Hi Everybody,
I am still new to Rasa (and the forum as well), but try to explain my problem as clearly as possible, sorry for the long post…
I would like to distinguish intents, where the text are similar, but one of them has entities. I put together a simple example (part of a bigger project):
nlu:
- intent: acquaintance
examples: |
- Who are you?
- What are you?
- intent: boss
examples: |
- Who is your boss?
- Who is your master?
- Who is your owner?
- Who is the boss?
- intent: famous
examples: |
- Who is (PERSON)?
- Who is [](PERSON)?
- Who is [Arnold Schwarzenegger](PERSON)?
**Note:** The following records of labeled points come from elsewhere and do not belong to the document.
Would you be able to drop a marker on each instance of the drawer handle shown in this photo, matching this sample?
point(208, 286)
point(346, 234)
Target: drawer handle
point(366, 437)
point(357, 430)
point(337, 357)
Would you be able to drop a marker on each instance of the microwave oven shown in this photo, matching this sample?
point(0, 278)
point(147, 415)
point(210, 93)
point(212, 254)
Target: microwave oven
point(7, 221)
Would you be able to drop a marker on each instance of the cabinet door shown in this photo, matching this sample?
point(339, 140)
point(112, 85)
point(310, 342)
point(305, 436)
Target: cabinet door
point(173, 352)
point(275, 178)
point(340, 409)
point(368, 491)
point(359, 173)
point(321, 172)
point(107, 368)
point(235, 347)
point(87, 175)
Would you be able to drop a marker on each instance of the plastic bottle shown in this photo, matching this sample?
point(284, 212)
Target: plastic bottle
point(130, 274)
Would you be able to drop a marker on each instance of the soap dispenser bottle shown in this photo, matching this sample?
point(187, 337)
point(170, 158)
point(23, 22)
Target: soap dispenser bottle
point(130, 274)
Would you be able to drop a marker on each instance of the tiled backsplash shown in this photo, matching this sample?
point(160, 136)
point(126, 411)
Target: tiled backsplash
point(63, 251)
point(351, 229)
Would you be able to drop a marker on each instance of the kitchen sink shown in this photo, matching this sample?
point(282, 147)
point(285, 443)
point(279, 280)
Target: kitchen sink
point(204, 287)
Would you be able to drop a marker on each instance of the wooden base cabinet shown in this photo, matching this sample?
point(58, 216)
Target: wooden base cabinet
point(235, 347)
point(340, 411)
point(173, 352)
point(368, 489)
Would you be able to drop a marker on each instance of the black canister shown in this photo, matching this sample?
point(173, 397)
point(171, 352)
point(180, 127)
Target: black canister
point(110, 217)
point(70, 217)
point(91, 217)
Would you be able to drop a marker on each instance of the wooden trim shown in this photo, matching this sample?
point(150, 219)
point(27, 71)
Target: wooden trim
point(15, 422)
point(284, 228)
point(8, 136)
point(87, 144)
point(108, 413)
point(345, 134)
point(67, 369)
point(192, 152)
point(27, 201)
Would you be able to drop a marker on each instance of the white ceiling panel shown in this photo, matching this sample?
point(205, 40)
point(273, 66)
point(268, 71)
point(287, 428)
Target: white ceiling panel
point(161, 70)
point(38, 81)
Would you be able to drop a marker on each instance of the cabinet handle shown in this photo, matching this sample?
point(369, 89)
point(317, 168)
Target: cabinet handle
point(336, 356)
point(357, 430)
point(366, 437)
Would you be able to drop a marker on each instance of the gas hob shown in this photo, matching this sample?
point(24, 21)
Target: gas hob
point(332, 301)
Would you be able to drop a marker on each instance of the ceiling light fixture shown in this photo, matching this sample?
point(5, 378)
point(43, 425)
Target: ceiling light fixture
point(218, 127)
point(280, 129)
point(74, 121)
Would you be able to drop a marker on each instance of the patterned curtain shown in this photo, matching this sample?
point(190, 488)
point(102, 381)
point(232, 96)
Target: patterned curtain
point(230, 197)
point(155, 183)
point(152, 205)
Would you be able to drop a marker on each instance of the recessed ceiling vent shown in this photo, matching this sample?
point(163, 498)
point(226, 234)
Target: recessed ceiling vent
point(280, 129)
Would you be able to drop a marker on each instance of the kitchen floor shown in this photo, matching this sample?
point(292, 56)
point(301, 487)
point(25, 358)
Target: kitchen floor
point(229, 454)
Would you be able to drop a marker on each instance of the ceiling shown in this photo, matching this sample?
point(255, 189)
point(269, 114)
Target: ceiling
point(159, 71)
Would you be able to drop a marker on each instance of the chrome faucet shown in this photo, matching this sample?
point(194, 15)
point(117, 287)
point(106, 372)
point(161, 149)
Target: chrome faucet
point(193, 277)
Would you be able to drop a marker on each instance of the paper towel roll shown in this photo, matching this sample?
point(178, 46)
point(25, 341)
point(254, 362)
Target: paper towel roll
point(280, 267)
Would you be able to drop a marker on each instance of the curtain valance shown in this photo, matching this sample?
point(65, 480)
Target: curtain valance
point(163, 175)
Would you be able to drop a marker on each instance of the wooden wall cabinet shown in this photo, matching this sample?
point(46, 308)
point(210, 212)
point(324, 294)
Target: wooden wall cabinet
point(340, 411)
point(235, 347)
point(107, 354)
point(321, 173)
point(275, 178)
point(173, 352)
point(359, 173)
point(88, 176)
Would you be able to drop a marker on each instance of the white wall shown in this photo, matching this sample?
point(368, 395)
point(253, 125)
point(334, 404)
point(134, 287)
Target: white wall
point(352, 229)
- Who is [Michael Jackson](PERSON)?
- Who is [Albert Einstein](PERSON)?
The config is the following:
language: en
pipeline:
- name: SpacyNLP model: “en_core_web_lg” case_sensitive: False
- name: WhitespaceTokenizer
- name: RegexFeaturizer
- name: LexicalSyntacticFeaturizer
- name: CountVectorsFeaturizer
- name: CountVectorsFeaturizer analyzer: char_wb min_ngram: 1 max_ngram: 4
- name: DIETClassifier epochs: 100 constrain_similarities: true model_confidence: linear_norm
- name: SpacyEntityExtractor dimensions: [“PERSON”]
- name: EntitySynonymMapper
- name: ResponseSelector epochs: 100 retrieval_intent: acquaintance constrain_similarities: true model_confidence: linear_norm
- name: ResponseSelector epochs: 100 retrieval_intent: boss constrain_similarities: true model_confidence: linear_norm
- name: ResponseSelector epochs: 100 retrieval_intent: famous constrain_similarities: true model_confidence: linear_norm
- name: FallbackClassifier threshold: 0.7 ambiguity_threshold: 0.1
- name: MemoizationPolicy
- name: TEDPolicy max_history: 5 epochs: 100 constrain_similarities: true model_confidence: linear_norm
- name: RulePolicy
What I would like to achieve, is the following: if an intent contains a PERSON entity, it should be classified az “famous”, otherwise it can be either “acquaintance” or “boss”. I do not know, if my nlu intent examples are wrong, or the pipeline has problems, or something else, but when I am playing with ‘rasa shell nlu’, I get the following results:
Message #1: “Who was George Washington?” NLU result OK - intent: famous, confidence: 1.0, entity extracted (both by DIETClassifier and SpacyEntityExtractor - I know this is not really recommended this way…)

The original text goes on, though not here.